7/9/14

Food Safety and Preaching to the Choir

Sometimes I do my best not to “rock the boat”. Sometimes I capsize it. This might be one of the latter times.


Last semester, as my Beef Industry Scholars class was finishing up our course on Food Safety, we had a mock “hearing” to discuss a proposed bill by the USDA. As if it were a Senate meeting, each classmate represented some branch or facet of the agricultural industry that might be affected by the bill, which addressed issues concerning controlling Ecoli 0157h7 in beef production. One by one, my classmates delivered their carefully crafted and researched testimonies on how this bill would affect their aspect of the business, or how they would have to change to comply with the bill. They explained the use of technology and HACP (Hazard Analysis Control Points) Plans that kept the security on their operations tight, and their success ratings high. As we neared the end of our time, I realized that my carefully crafted testimony was not what I needed to say to that group that day. 

My “viewpoint” was that of a consumer advocate – asking for more regulations on the beef industry to help curb the effects of the 0157h7 bacteria on people’s lives; I cited stories of individuals who had lost their children to the infection, and inserted my plea that they try harder, my plea that no amount of cost or effort outweighed someone’s life. Which is true, but what I realized was this; Ecoli is a bacteria. Not even Lysol can get a %100 kill on bacteria. It’s microscopic. It slips through the cracks despite our best efforts to control it at the source. Which is why we have testing and recalls and quality control to help make sure that we catch it before it does any damage.  

I’ve worked in fast food, I’ve worked in restaurants. I know what goes on behind the scenes; I’ve been in those kitchens. I do my best to wash my hands and not cross-contaminate things and I reprimand others when they don’t. The consumer’s safety is my main concern. 

In my research for my testimony I read dozens of horrifying stories of mothers losing their toddlers because they ate a bad hamburger. They trace it back to the industry and beg and plead for us to fix the problem. But do you know what I read in those stories? It wasn’t the beef industry’s fault. Yes, that hamburger may have contained traces of Ecoli, but if it had been cooked properly, there would not have been an issue. Maybe it wasn’t even the beef that contained the Ecoli. Maybe it was cross contamination from an employee that didn’t wash their hands. 

At that point, it’s out of the beef industry’s hands, where it falls to the other culprit; the medical industry.

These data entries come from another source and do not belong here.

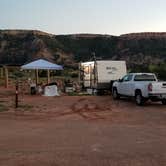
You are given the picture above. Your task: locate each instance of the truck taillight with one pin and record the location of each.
(150, 87)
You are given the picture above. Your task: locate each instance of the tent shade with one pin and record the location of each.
(42, 64)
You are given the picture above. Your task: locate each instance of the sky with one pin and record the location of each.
(114, 17)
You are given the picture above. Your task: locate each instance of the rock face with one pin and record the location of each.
(138, 49)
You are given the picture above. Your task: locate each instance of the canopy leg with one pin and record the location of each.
(6, 77)
(48, 76)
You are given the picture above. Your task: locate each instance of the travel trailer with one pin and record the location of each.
(101, 74)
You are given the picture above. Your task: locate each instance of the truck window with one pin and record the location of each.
(127, 78)
(145, 77)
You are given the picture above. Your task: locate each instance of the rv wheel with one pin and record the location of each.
(164, 101)
(115, 94)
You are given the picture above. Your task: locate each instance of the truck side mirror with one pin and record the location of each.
(120, 80)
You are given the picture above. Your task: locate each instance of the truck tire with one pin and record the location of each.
(115, 94)
(139, 98)
(164, 101)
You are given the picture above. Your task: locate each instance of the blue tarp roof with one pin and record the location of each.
(42, 64)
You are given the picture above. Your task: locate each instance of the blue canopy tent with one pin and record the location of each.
(42, 64)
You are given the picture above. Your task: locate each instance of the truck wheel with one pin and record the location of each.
(164, 101)
(115, 94)
(139, 99)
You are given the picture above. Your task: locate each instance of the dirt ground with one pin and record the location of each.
(80, 131)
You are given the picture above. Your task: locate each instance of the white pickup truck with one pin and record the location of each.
(142, 86)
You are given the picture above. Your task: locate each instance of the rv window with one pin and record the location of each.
(86, 69)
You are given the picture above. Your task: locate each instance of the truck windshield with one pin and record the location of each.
(145, 77)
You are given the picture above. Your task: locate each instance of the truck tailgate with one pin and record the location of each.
(159, 88)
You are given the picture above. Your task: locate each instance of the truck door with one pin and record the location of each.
(126, 85)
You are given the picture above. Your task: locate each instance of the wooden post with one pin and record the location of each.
(37, 77)
(48, 76)
(1, 72)
(6, 77)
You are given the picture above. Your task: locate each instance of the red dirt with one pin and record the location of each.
(81, 130)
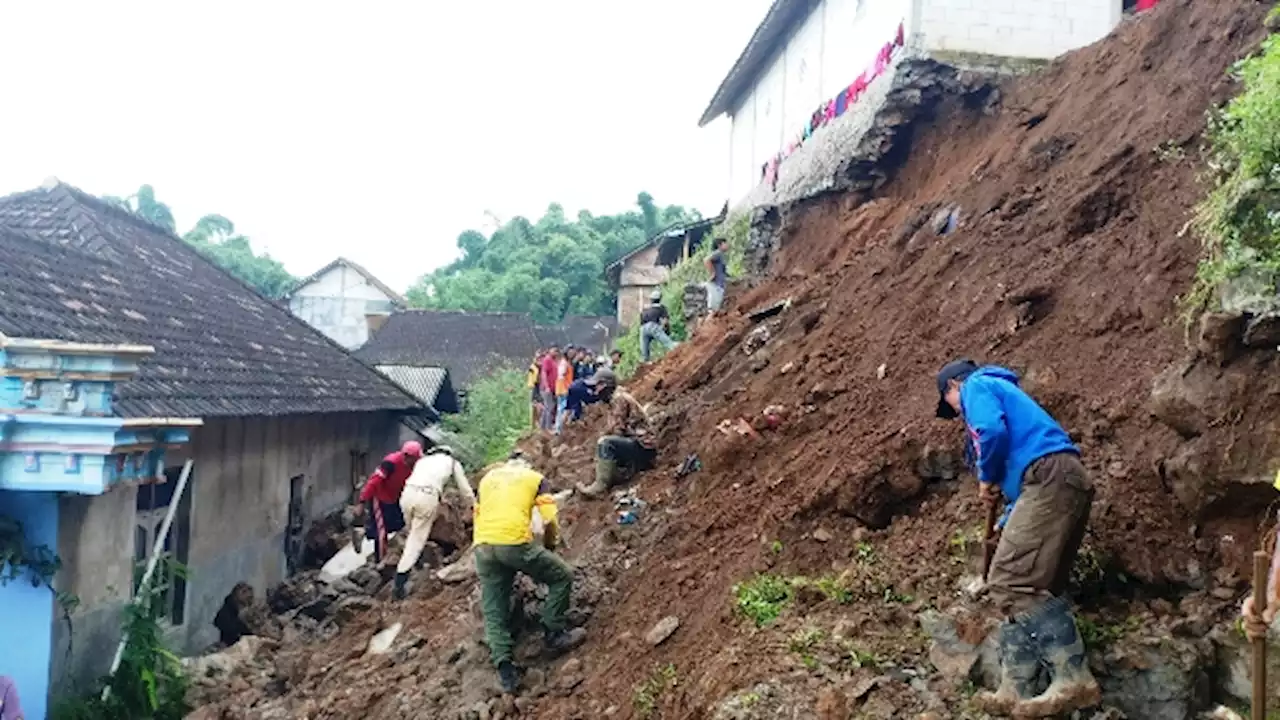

There were so many stories that I read where a mother listened to her instincts and took her sick baby to the hospital, instead of assuming that the bloody diarrhea and excessive vomiting were simply a common flu bug, only to be told by the nurses or the doctor that it was just that; a flu. They’d be fine in a day or two. Only by then, the bacteria has infected their liver and kidneys, and most toddlers don’t survive dialysis. Mothers and fathers watch their babies waste away to nothing and die a painful death because they did one thing that is essential for survival; they ate something.

They were misdiagnosed by the medical personnel and who do those parents choose to blame? Not the industry that never got them the test results that will tell them what they already know, not the industry that charged them exorbitant amounts just to tell them their child had the flu, and for the dialysis and surgery that didn’t save their life, no. They blame the farmers, ranchers, feedlot owners and commercial abattoir operators whose revenue depends on their product being safe and affordable.


I’ve read some comments from friends recently that point out how tired they are of hearing about how “farmers feed the world” and “we’re so perfect and we don’t do anything wrong” from the agricultural community. Which brings me to my original point; clearly we’re preaching to the choir. There’s a population out there that’s like “okay, okay we get it!” and the other portion of the population that still has no clue. We are apparently not reaching them. 

I’m almost as sick of preaching this as you are of hearing it! How many times can I say it? How many times can I say it nicely? Is it time to put our feet down and quit caving to the pressure? Is it okay to say "We are doing enough - we are doing all that we can. Point your fingers somewhere else."? 

We’re running around trying to fill the cracks in our tiny dam with all the caulk and glue in the world and there are still a handful of consumers standing there behind the sieve that is the rest of the food industry and telling us to work harder.  

We’re all sick of this stupid food fight.


Agriculture is not romantic. It’s not perfect. It’s ever evolving and growing. But know this; it is essential, and the basic principle of how we do it is not going to change. So if you’re going to jump on a bandwagon, jump on ours. At least we have good food. (<-That was a joke, please laugh.) 

Wash your hands, enjoy your properly cooked hamburgers and stay safe.